The law also unleashed a wave of chaos and confusion in July, according to Dr. Katherine Farris, chief medical officer for Planned Parenthood South Atlantic.
“In addition to causing direct harm to people seeking abortion, North Carolina’s abortion ban immediately caused mass confusion and devastation among health care providers as we were forced to delay time-sensitive health care and turn away patients we were trained to care for,” Dr. Farris said in a statement. “The first month that the new law was in effect was particularly burdensome for clinics as they scrambled to comply with an expanded web of medically unnecessary and onerous restrictions that put more strain on an already limited number of providers in the state.”
“Even though we are doing our level best to care for every patient, the bottom line is that abortion bans are bad medicine because they tie the hands of health care providers, interfere with medical best practices, and put patients in dangerous situations,” she added.

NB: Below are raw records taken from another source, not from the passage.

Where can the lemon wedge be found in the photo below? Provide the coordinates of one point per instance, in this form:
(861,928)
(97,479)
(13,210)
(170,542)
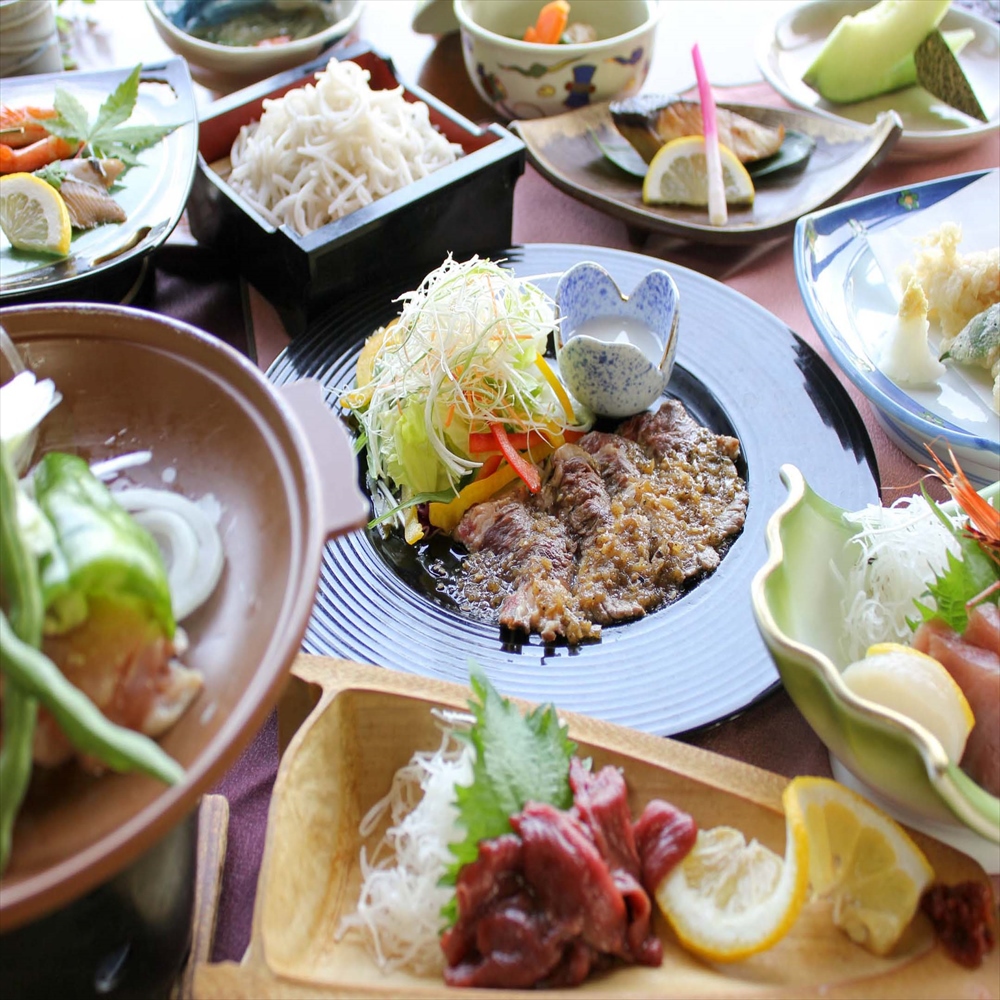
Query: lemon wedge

Nearly every major medical society in the world agrees with Farris and sees abortion bans as dangerous meddling in fundamental health care. More than 1,400 medical professionals in North Carolina wrote an open letter to lawmakers earlier this year, before the governor’s veto was overridden, urging them to listen to doctors and leave the state’s previous law, which allowed abortions until 20 weeks, in place.
In a broader view, 60% of Americans think abortion should be legal in all or most cases. Most North Carolinians also believe abortion should be legal in most or all cases, according to polling.